If the majority of politicians were not such hypocrites, Kasparov would have been reminding his readers that both Ross Perot and Ralph Nader - two third-party candidates who enjoyed huge support from at least 9 percent of the American heartland - were denied the right to debate (not run) against the Democrat and Republican nominees in past presidential elections.
And then there are those observers who argue that something sinister must be happening for Russia's president and the United Russia party to be enjoying such huge popularity. As one English-language daily hyperventilated, people (anonymous people, of course) are being dragged off to the polling stations against their will(!). But if Washington, for example, would spend less time and money bombing nations into the Stone Age (a prerequisite, it seems, along the road to democracy), and more on domestic infrastructure (dams flood to mind), perhaps it too would be enjoying sky-high public support.

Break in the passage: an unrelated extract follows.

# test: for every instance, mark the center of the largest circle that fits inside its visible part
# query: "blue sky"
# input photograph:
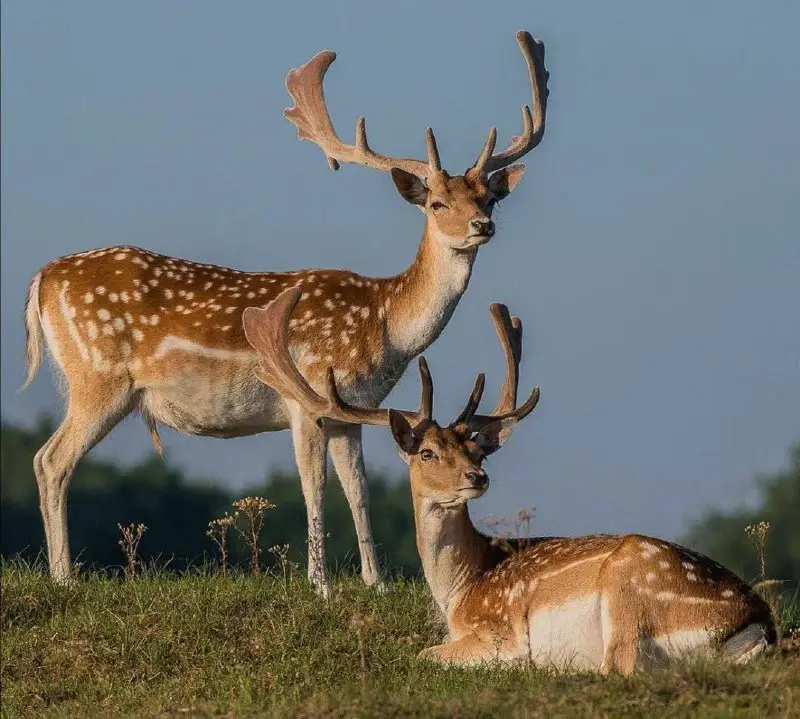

Incidentally, those former western leaders who threw their support behind the Iraq War (Blair, Anzar, Howard) are also feeling the sting of their decisions today (In Putin's 8 years in office, Russia has never opened military operations in a foreign land). Putin's biggest failure in the eyes of the West is his success: he fails to conform to the old stereotypes about Russian leaders: weak, corrupt and never far from a bottle of vodka. Putin has destroyed those national myths, and there are many people who will never forgive him for that.
Some say the Russian opposition is dreaming of introducing some new brand of orange revolution; this sort of wishful thinking is simply dangerous. After all, Russia already staged the mother of all orange revolutions in 1991 when Boris Yeltsin climbed up on a tank in downtown Moscow while tens of thousands of supporters cheered him. That historic moment - which rallied more people than all of the other color revolutions combined - kicked off Russia's democratic revolution. Today, Russia's "sovereign democracy" simply reflects the realities of Russia's past, present and future; democracy is not a one-size-fits-all Made in the U.S.A. sweater.
But most importantly, many outside observers - many of whom have never set foot in Russia, and never will - fail to understand the radical changes that are taking place in this vast country, and not just in the biggest Russian cities.
For example, a friend of mine, whose job requires her to travel around the country, bases her assumptions about the progress of a Russian city on the availability of decaffeinated coffee in the local restaurants - kind of like a Russian version of the Big Mac index. Now, whenever she orders a decaffeinated coffee in Vladivostok, Kazan or Nizhny Novgorod she is not delivered a Turkish coffee that was brought to a slow boil over hot sand.
This is fruit from the tree of upheaval that Russia experienced 16 years ago: the standard of living is rising, every product and service is readily available, and the level of patriotism - if we judge by the polls and flags - has never been higher. So from this foreigner's perspective, the last thing Russia wants or needs is another misguided liberal reformer.